First of all, the estimated variance component for the Residuals is given: \[\mathbf{12.41} = \hat{\sigma}_{\text{error}}^{2} = \hat{\sigma}_{\epsilon}^{2} \nonumber\]
Then we can use this information and subtract it from the Shift(Plant × Operator) MS to get: \[\begin{aligned} 31.98 &= \hat{\sigma}_{\epsilon}^{2} + 3 \hat{\sigma}_{\gamma \text{ or Shift(Plant} \times \text{Operator)}}^{2} \\[4pt] \hat{\sigma}_{\gamma}^{2} &= \frac{31.98 - 12.41}{3} = \mathbf{6.52} \end{aligned}\]

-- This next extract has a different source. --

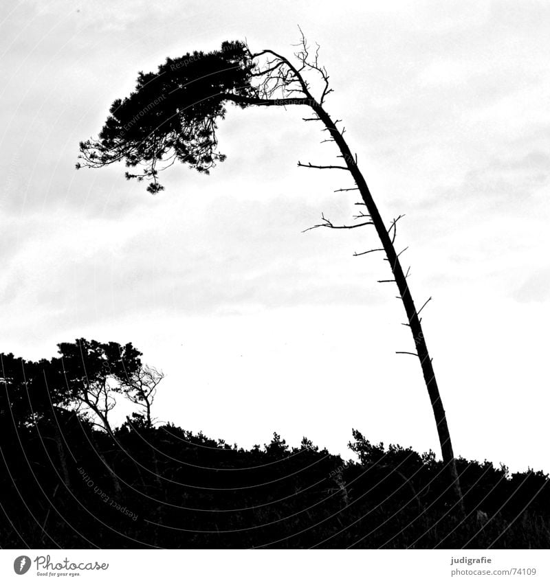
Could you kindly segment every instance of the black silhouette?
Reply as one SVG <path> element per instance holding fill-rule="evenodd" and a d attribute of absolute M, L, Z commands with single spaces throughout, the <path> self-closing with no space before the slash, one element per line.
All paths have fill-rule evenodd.
<path fill-rule="evenodd" d="M 461 517 L 432 452 L 386 448 L 358 431 L 354 461 L 276 433 L 247 450 L 138 413 L 109 431 L 80 405 L 82 371 L 120 395 L 140 353 L 83 339 L 60 347 L 63 357 L 38 362 L 0 354 L 4 548 L 550 545 L 542 472 L 459 458 Z"/>
<path fill-rule="evenodd" d="M 156 73 L 140 73 L 134 92 L 124 100 L 117 100 L 111 107 L 111 115 L 97 140 L 80 144 L 77 164 L 100 168 L 124 161 L 126 166 L 143 166 L 141 174 L 126 172 L 126 177 L 150 181 L 147 190 L 155 193 L 163 187 L 158 182 L 159 172 L 176 161 L 188 164 L 201 172 L 208 173 L 225 156 L 217 150 L 217 121 L 226 115 L 226 104 L 232 102 L 241 107 L 252 106 L 305 106 L 311 111 L 307 122 L 320 122 L 327 133 L 326 141 L 334 143 L 342 165 L 317 165 L 298 162 L 310 169 L 336 169 L 349 172 L 355 185 L 342 190 L 358 190 L 364 207 L 355 217 L 360 222 L 350 225 L 335 225 L 323 216 L 316 227 L 332 229 L 355 229 L 373 226 L 382 247 L 365 251 L 363 255 L 382 251 L 391 269 L 393 279 L 381 283 L 395 282 L 399 290 L 410 328 L 417 356 L 428 389 L 441 448 L 441 454 L 450 473 L 450 479 L 459 513 L 463 513 L 459 475 L 451 443 L 447 418 L 435 378 L 432 359 L 428 351 L 419 314 L 427 301 L 417 310 L 409 284 L 408 271 L 402 267 L 394 244 L 397 223 L 384 222 L 373 199 L 366 181 L 358 165 L 357 155 L 351 153 L 339 130 L 340 120 L 333 121 L 324 108 L 324 102 L 332 89 L 326 69 L 318 62 L 317 49 L 310 52 L 302 35 L 300 49 L 295 54 L 296 62 L 270 50 L 252 53 L 239 41 L 224 42 L 219 51 L 205 54 L 195 52 L 179 59 L 166 59 Z M 316 77 L 316 80 L 311 78 Z M 312 87 L 316 80 L 320 89 Z M 429 300 L 428 300 L 429 301 Z"/>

Similarly, we use what we know for Error and Shift(Plant × Operator) and subtract it from the Operator(Plant) MS to get:
\[\begin{aligned} 41.65 &= \hat{\sigma}_{\epsilon}^{2} + 3 \hat{\sigma}_{\gamma}^{2} + 12 \hat{\sigma}_{\beta \text{ or Operator(Plant)}}^{2} \\ &= 31.98 + 12 \hat{\sigma}_{\beta}^{2} \\[4pt] \sigma_{\beta}^{2} &= \frac{41.65 - 31.98}{12} \\ &= \mathbf{0.806} \end{aligned}\]
Our total = 12.41 + 6.52 + 0.806 + 4.21 = 23.95
Then, dividing each variance component by the total (in this case 23.95) gives the % values shown in the output from SAS proc nested.